[Year:2016] [Month:January-June] [Volume:6] [Number:1] [Pages:4] [Pages No:1 - 4]
Aim: Diabetes mellitus (DM) represents one of the major lifestyle-related pathological conditions; the
incidence and prevalence of DM have reached an epidemic level around the world. Diabetes mellitus is
usually associated with obesity, coronary diseases, and cerebral pathologies. However, more insights
are required to evaluate a temporal relation between DM and hepatic functions. This study assesses
whether and to what extent liver functions are modified in DM patients.

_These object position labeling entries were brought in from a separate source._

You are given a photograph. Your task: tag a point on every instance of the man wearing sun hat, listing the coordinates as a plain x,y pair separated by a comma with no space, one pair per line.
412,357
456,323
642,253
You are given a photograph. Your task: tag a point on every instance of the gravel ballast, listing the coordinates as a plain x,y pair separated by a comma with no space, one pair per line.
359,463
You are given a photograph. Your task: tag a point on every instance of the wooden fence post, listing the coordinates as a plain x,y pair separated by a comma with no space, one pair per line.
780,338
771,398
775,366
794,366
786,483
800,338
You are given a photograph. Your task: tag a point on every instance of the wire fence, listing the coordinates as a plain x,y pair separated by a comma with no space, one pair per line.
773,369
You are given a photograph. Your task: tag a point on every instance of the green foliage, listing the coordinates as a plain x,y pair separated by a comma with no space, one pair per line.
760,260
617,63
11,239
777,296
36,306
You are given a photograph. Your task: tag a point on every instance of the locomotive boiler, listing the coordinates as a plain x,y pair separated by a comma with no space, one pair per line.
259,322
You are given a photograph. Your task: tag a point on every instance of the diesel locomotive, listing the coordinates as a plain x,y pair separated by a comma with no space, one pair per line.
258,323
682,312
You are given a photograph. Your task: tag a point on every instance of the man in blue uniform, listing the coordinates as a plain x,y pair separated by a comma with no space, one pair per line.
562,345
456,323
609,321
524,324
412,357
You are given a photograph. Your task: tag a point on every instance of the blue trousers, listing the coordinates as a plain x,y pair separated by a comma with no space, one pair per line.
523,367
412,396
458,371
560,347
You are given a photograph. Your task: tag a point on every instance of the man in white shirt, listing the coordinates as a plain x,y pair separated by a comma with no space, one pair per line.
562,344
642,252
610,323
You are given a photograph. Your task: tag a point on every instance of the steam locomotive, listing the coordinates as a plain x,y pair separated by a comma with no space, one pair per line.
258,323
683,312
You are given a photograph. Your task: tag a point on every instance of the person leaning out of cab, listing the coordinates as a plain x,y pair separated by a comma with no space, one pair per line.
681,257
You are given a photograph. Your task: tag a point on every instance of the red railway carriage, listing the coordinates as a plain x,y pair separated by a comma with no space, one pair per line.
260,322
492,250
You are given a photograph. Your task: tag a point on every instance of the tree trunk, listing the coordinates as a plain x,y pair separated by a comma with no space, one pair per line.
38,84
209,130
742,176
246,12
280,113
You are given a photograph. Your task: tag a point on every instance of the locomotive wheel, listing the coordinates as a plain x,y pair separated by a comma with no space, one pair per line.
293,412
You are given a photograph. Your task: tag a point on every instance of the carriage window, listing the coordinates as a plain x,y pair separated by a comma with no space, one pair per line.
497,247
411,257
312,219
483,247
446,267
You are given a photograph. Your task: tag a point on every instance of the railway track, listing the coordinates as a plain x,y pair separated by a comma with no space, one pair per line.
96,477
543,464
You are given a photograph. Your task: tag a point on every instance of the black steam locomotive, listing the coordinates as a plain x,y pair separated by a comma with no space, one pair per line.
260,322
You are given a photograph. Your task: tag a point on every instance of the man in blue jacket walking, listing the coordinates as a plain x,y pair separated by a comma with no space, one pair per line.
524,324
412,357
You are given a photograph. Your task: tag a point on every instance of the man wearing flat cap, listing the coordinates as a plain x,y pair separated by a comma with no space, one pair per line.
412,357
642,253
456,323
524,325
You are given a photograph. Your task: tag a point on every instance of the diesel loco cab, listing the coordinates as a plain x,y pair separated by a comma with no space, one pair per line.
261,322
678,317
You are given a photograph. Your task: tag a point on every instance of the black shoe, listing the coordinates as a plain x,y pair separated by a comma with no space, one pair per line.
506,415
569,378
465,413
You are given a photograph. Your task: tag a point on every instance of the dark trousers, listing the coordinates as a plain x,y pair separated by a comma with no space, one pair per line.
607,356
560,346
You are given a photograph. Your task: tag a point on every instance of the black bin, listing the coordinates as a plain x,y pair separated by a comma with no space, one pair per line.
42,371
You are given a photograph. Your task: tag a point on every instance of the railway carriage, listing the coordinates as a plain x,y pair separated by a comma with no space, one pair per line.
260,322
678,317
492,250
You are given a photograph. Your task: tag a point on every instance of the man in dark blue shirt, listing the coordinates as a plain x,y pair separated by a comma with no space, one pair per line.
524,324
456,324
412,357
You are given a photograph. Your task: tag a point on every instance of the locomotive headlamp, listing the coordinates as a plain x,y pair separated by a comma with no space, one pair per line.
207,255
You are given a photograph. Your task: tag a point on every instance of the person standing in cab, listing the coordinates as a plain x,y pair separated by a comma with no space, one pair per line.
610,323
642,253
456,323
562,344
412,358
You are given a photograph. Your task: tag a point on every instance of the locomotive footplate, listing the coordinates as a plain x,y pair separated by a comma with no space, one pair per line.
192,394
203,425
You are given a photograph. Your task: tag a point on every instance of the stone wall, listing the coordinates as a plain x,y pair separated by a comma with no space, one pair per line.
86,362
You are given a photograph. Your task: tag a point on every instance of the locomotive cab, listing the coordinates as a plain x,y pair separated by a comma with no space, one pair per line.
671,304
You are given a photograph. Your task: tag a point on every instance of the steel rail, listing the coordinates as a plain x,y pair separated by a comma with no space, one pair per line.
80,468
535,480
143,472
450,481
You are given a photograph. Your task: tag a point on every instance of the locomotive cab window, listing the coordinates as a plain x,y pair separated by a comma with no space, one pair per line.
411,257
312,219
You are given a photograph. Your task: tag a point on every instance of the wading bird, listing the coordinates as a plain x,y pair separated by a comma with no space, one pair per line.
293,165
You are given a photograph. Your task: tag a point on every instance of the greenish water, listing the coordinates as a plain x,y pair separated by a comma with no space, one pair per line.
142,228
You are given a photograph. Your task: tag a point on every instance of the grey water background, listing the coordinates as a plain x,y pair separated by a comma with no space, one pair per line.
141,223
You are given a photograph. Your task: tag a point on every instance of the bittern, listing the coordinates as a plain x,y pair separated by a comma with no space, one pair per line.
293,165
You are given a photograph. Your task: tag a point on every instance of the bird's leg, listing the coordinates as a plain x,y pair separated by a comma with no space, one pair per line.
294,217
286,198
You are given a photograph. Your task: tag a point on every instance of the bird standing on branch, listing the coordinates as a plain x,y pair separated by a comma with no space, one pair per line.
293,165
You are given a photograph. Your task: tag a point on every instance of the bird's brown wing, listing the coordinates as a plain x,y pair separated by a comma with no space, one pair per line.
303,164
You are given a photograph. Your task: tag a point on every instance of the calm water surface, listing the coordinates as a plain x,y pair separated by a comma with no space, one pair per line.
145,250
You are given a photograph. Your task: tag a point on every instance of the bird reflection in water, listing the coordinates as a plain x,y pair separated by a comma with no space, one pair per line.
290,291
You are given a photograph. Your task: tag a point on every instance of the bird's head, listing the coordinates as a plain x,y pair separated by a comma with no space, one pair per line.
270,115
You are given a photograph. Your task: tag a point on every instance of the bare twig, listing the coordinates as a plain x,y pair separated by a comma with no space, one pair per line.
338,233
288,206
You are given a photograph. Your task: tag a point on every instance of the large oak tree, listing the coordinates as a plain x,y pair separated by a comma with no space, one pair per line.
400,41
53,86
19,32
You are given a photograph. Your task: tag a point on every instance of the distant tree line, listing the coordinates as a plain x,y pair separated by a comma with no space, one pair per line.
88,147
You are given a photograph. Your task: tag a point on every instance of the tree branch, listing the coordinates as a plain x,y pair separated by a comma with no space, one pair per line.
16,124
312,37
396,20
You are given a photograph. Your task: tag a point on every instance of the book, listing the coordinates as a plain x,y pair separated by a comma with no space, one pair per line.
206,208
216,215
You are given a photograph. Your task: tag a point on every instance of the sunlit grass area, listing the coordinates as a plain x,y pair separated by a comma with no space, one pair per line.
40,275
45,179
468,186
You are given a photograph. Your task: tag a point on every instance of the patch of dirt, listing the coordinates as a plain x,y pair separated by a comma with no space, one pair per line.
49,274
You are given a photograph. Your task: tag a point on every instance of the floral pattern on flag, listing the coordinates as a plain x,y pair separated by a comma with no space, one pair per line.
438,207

Materials and methods: A total of 100 patients with type 2 DM and 100 normal healthy controls were
enrolled in this study following proper scrutiny of inclusion and exclusion criteria. Different parameters
of liver function tests were measured in patients in the two groups. Data were analyzed to assess the
extent and magnitude of abnormal liver functions in DM.
Results: The levels of bilirubin, alanine aminotransferase (ALT), aspartate aminotransferase (AST),
albumin, and prothrombin time were 0.737 ± 0.311 mg/dL, 39.00 ± 24.21 IU/L, 26.42 ± 10.40 IU/L,
4.10 ± 0.513 g/dL, and 16.46 ± 2.78 seconds in patients with DM and 0.506 ± 0.183 mg/dL, 28.26 ± 6.67
IU/L, 18.90 ± 4.75 IU/L, 4.12 ± 0.277 g/dL, and 14.23 ± 1.04 seconds in control subjects. Statistical analyses
revealed that most of these parameters of liver function test were significantly different in DM patients
compared to control subjects (p < 0.05). Serum alkaline phosphatase level was 89.61 ± 25.59 mg/dL in
type 2 DM patients and 96.83 ± 16.34 mg/dL in control subjects (p > 0.05). The prevalence of abnormal
values of serum bilirubin, ALT, AST, prothrombin time, and albumin were 5.17, 31.03, 5.17, 5.17, 43.10,
and 10.34% respectively in type 2 DM patients and 0, 2, 0, 2, 3, and 0% respectively in control subjects,
indicating high prevalence of DM patients with abnormal liver functions.
Conclusion: Abnormal liver functions of different extents and magnitudes have been found in type 2
DM patients, and the impact of abnormal liver function should be considered during the management
of DM patients and also to assess their long-term follow-up prognosis.